Effective planning requires the agent to self-evaluate progress. Ask the agent "Have I completed the original goal?" at each step. Implement maximum iteration limits to prevent infinite loops. Add human-in-the-loop checkpoints for critical actions.
Memory
Agent memory has three levels: short-term (conversation context), long-term (external storage like vector databases), and episodic (past task experiences). Context window limits constrain short-term memory. Implement summarization to compress long conversations.
External memory stores embeddings of past interactions. Retrieve relevant memories at each step using semantic search. Episodic memory improves over time as the agent learns from past successes and failures. Clear episodic memory when task patterns change.
Multi-Agent Systems
Complex tasks benefit from multiple specialized agents. A research agent gathers information. A writer agent produces output. A reviewer agent validates quality. Agent orchestration frameworks (LangGraph, CrewAI, AutoGen) manage agent communication.

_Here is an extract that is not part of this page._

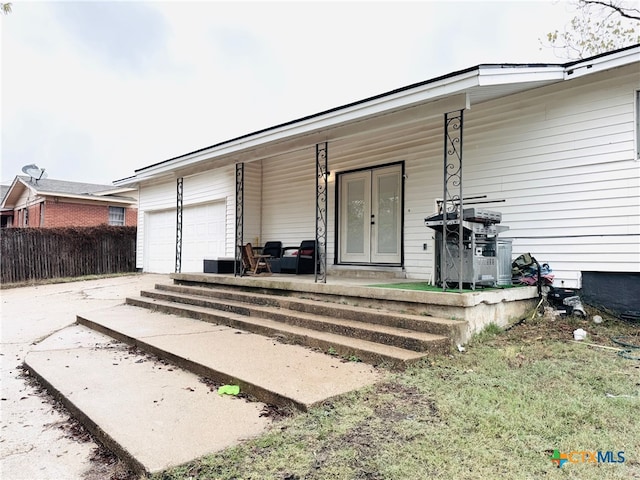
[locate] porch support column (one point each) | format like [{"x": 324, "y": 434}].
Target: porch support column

Define clear handoff protocols between agents. Each agent should have a specific role, tools, and success criteria. Shared memory allows agents to access each other's outputs. Human supervision monitors agent-to-agent interactions.
Safety
Implement guardrails for agent actions. Validate tool arguments before execution. Require human approval for destructive operations (file deletion, database writes). Set budget limits for cost control. Monitor agent behavior for anomalous patterns.